I mentioned that the Tea Party is similar to classical anticommunist networks, but it differs in some key respects. It lacks a coherent global narrative. The charge that Obama is an occult Muslim by no means has the same power as the claim that communists were infiltrating the government and engaged in sabotage, which had some empirical basis however exaggerated. Moreover, the classical anticommunist network could be seen as composed of three coordinates: civil society groups and coalitions, such as the Daughters of the American Revolution, the Minute Men, etc; business alliances and departments of commerce; and the state. The latter is the vital unifying element, what really gives these networks teeth.

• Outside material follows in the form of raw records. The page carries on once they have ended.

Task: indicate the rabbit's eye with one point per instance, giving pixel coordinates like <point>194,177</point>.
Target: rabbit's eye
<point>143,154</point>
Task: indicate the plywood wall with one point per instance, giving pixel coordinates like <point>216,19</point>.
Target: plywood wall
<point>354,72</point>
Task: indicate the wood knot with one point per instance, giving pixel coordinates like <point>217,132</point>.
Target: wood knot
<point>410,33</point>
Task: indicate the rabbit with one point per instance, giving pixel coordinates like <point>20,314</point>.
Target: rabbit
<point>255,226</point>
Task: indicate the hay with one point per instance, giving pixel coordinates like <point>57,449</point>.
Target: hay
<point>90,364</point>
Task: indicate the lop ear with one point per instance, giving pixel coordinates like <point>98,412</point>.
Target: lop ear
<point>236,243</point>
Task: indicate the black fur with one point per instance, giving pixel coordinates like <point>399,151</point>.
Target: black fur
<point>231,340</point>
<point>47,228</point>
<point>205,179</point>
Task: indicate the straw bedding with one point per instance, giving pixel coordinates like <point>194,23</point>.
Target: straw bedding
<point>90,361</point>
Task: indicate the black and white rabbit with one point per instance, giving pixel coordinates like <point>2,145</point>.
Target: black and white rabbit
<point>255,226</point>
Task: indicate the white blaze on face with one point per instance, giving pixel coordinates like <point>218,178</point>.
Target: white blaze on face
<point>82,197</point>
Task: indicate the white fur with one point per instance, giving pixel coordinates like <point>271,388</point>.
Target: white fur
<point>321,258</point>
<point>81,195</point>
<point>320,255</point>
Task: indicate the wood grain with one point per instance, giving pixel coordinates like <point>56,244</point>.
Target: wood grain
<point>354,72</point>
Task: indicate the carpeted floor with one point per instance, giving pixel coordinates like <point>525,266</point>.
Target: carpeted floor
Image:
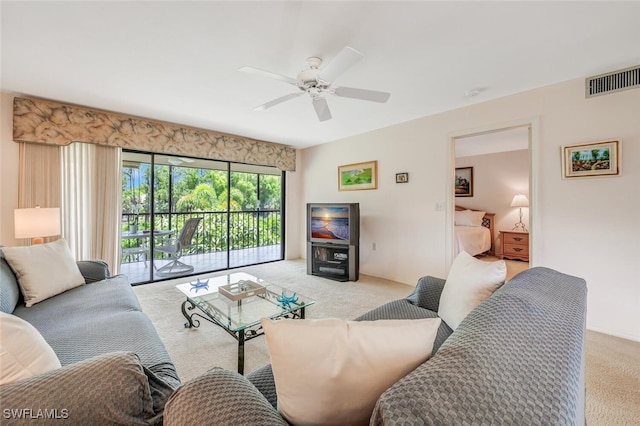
<point>613,364</point>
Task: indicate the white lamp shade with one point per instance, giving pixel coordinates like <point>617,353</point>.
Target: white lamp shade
<point>520,201</point>
<point>37,222</point>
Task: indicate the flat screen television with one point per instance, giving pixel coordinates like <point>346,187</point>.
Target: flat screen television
<point>335,223</point>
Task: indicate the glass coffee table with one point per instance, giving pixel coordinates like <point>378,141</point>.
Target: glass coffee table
<point>237,302</point>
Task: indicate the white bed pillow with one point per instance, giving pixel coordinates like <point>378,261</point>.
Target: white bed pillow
<point>23,351</point>
<point>332,371</point>
<point>43,270</point>
<point>469,218</point>
<point>469,283</point>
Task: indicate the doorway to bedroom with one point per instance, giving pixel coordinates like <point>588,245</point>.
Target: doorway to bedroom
<point>493,175</point>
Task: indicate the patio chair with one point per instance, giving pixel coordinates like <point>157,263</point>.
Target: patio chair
<point>175,248</point>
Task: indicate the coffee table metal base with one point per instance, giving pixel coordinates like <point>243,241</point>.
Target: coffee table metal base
<point>241,336</point>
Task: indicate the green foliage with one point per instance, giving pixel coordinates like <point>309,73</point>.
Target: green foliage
<point>205,193</point>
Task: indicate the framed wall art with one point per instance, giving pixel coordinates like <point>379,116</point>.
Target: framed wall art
<point>464,182</point>
<point>591,159</point>
<point>353,177</point>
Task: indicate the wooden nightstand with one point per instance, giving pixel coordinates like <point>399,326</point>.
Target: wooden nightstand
<point>514,245</point>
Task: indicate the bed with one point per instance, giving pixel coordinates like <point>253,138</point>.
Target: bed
<point>474,231</point>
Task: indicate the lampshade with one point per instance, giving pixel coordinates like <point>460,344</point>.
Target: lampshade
<point>520,201</point>
<point>37,222</point>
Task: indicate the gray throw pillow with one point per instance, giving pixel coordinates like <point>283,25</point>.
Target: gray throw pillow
<point>108,389</point>
<point>220,397</point>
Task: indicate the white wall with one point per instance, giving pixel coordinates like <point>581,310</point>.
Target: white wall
<point>9,172</point>
<point>497,179</point>
<point>586,227</point>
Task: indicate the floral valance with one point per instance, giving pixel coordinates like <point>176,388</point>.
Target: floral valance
<point>57,124</point>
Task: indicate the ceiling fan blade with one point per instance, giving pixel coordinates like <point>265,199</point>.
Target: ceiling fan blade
<point>278,101</point>
<point>322,108</point>
<point>263,73</point>
<point>345,59</point>
<point>363,94</point>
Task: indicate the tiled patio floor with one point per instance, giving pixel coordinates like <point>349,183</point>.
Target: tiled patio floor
<point>140,271</point>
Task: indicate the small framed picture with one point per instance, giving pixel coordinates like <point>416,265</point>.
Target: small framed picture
<point>352,177</point>
<point>464,182</point>
<point>591,159</point>
<point>402,177</point>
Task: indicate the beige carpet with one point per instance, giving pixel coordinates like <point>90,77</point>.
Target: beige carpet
<point>613,364</point>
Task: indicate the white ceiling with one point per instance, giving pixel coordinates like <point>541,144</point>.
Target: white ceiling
<point>178,61</point>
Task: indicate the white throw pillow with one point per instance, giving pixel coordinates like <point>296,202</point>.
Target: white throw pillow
<point>332,371</point>
<point>468,218</point>
<point>469,283</point>
<point>43,270</point>
<point>23,350</point>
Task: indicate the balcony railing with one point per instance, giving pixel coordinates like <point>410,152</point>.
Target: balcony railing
<point>219,230</point>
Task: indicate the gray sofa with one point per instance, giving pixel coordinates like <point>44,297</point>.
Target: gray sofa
<point>518,358</point>
<point>115,369</point>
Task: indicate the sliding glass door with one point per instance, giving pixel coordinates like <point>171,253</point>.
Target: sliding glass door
<point>185,216</point>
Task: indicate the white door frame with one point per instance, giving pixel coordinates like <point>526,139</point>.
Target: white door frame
<point>533,124</point>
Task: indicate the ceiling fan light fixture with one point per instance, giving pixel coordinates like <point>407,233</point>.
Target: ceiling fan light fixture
<point>316,81</point>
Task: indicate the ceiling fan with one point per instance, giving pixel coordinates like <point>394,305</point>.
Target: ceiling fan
<point>316,82</point>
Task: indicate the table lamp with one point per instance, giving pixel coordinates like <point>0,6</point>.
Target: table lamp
<point>520,201</point>
<point>36,223</point>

The Tea Party, of course, has no equivalent to to J. Edgar Hoover in the Justice Department, no Dies Committee, and no HUAC. It has no executed traitors, no public testimonials and no police forces and para-state mobs concretising its countersubversive intent with illegal raids. Failing thus far to colonise the state, denied the unifying properties of state power, it has remained the name for a disarticulated and ideologically unstable rightist rump. Its anti-socialism, far from becoming hegemonic, remains sectional.
Hegemony, and the historical bloc
The classical period of anticommunism that I will discuss is that between 1945 and 1965, a twenty year period during which the US was ruled by a Fordist ‘historical bloc’ – that is, an alliance between monopoly capital, the state and the trade union bureaucracy. This hegemonic moment was achieved through the destruction of the CPUSA-dominated Popular Front left and the incorporation of many of its scattered elements. This was crystallised in the outcome of the 1948 presidential election, but punctuated along the way by a series of moments, such as the Taft-Hartley anti-union legislation. Very importantly, the fight against Popular Frontism was won inside the trade union movement, inside the bureaucracy. And if, as Volosinov argued, the word is the most sensitive index of social change, then at the discursive level, this change was registered with the popularisation of terms like ‘communofascist’ among workers, which had first appeared after the Hitler-Stalin pact. This indicates that, as much as anything else, the Cold Warriors were exploiting the limitations of Popular Frontism and specifically the practices of the CPUSA which had alienated working class supporters.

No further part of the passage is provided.